Automated Deployment:
Our server has automated deployment capabilities. Server-side applications are bound with the Product branch of Git. All codes pushed to the Product branch will be deployed to many servers over the world in ten seconds. In order to prevent fault codes from being deployed to the servers by mistake, all the testing branches will be deployed to the testing server real-timely to be tested by developers.
Unit Testing:
Our server applies automated unit testing to dealing with uploaded back end codes. It will test the basic legitimacy and function of the codes, including robustness testing with respect to illegitimate uploaded parameters, legitimacy testing on data legitimacy, status testing of the database and testing of function realizaton, etc.
Alogrithm
Pathway Finder Alogrithm:
The software can search for paths between two selected nodes. We used a-stark short-path algorithm to achieve the function of discovering potential relationship in the biological network.
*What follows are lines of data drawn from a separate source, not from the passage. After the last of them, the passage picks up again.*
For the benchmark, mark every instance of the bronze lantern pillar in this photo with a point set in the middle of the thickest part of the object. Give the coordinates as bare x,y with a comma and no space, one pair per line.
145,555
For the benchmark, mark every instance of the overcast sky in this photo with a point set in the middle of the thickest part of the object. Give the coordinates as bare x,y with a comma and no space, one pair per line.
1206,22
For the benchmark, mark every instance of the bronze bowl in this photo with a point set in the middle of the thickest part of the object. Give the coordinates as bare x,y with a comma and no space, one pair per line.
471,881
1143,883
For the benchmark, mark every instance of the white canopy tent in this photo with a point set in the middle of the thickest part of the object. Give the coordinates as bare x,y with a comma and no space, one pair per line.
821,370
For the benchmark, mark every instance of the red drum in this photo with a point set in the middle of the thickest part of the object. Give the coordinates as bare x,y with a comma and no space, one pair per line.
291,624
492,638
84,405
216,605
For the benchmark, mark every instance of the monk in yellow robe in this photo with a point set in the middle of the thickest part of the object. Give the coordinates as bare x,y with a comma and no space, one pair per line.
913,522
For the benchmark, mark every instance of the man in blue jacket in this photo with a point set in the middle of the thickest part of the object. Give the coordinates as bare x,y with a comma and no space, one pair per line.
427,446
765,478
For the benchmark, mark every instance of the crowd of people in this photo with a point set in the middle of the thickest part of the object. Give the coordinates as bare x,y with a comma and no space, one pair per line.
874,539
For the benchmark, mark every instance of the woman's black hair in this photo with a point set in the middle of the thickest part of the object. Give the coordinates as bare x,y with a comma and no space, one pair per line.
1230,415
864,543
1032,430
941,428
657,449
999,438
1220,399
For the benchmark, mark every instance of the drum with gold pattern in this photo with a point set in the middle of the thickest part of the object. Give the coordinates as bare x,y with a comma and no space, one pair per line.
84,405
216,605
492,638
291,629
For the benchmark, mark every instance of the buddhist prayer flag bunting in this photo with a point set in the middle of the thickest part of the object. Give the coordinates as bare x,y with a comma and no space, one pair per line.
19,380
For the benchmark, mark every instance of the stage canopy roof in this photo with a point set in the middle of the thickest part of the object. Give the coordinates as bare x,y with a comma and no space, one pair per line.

A* algorithm is a search algorithm based on greedy, which can always visit fewer nodes and get a better solution at the same time. In this way, however, we get the shortest path in graph theory. By giving different and appopraite weights to different edges, the algorithm can find the shortest path in the sense of biology.
BLAST:
We use two packages, namely, NCBI_Blast and the Python package called for NCBI_Blast. Different from NCBI, our alignment database combines RegulonDB and user-define databases. When the user inputs a sequence (such as a BioBrick sequence), Biopano will the node that shares the deepest homology with it in the server database, and show other nodes connected with it. Therefore, Biopano can show the nodes and regulations in the biological regulation network that probably has to do with the sequence (such as BioBrick sequece) the user inputs.